D. Chandra Bhaskar Rao


With Vidya Volunteers missing for a major part of the year, students master the art of managing themselves


Photo: G. N. Rao

A student teaching at Tippapuram upper primary school. –

BHADRACHALAM: The boy is having a hard time focusing himself at school (not just as a student like many of his peers but) in the role of a teacher. He is the little precious teaching buddy sought after by both the students and teachers in the school. The teachers run the show with him by proxy. He makes the students learn the poem by heart and solves problems for them with ease.

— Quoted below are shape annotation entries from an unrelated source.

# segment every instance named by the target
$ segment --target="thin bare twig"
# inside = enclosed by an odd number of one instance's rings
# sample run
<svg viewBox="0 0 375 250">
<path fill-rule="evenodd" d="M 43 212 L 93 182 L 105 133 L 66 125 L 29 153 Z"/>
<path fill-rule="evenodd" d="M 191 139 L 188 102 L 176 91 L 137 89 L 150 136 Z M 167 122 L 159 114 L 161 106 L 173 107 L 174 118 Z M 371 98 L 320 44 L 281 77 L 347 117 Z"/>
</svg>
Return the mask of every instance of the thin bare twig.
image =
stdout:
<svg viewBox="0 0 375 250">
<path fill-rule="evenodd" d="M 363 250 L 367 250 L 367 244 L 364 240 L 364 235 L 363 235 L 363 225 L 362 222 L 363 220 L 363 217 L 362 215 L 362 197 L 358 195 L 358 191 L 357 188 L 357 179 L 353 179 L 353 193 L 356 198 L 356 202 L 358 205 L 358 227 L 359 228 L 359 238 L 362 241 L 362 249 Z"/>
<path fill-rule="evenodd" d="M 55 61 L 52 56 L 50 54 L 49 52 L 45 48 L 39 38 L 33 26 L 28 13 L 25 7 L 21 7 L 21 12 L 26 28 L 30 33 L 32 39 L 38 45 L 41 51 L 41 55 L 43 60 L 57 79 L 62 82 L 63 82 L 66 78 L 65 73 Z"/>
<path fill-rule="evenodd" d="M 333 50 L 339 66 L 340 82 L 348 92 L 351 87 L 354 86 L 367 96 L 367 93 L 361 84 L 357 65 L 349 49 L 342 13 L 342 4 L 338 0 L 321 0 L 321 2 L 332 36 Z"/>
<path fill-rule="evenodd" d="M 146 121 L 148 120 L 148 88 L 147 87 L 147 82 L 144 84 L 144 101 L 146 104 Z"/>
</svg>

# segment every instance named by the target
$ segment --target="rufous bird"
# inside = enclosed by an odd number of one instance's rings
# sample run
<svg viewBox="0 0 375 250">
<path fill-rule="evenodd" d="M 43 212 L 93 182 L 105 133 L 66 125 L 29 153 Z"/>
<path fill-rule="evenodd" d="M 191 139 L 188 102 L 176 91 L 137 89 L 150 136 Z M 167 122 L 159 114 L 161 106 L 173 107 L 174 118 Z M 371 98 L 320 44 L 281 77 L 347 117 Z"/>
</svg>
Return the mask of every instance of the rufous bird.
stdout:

The Mandal Parishad Upper Primary School at Tippapuram, (Bhadrachalam division) a village perched on the fringes of the Bastar, has some 85 students on the rolls. Besides a regular teacher who has been acting as the head master, four Vidya Volunteers have been appointed. But for a major part of the academic year, they go missing. The students have mastered the art of managing themselves.

G. Rama Rao, a Std. VII student, is all things for all people in the school. He fetches a pot full of water from well and cleans the premises. Dubba Janakamma, Padma, Soyam Ramesh and Nepa Rambabu are all Vidya Volunteers. The headmaster, M. Rama Rao also comes from Charla.

An autorickshaw that shuttles between the mandal head quarters village Charla and the forest villages brings the headmaster and teachers daily to the school. The school timings are decided more or less by the auto driver. If he is late to the village, so are the teachers.

As they are expected once in a blue moon, the student take on the role of teachers. Often the teachers inform in advance what lesson is to be taught for the day.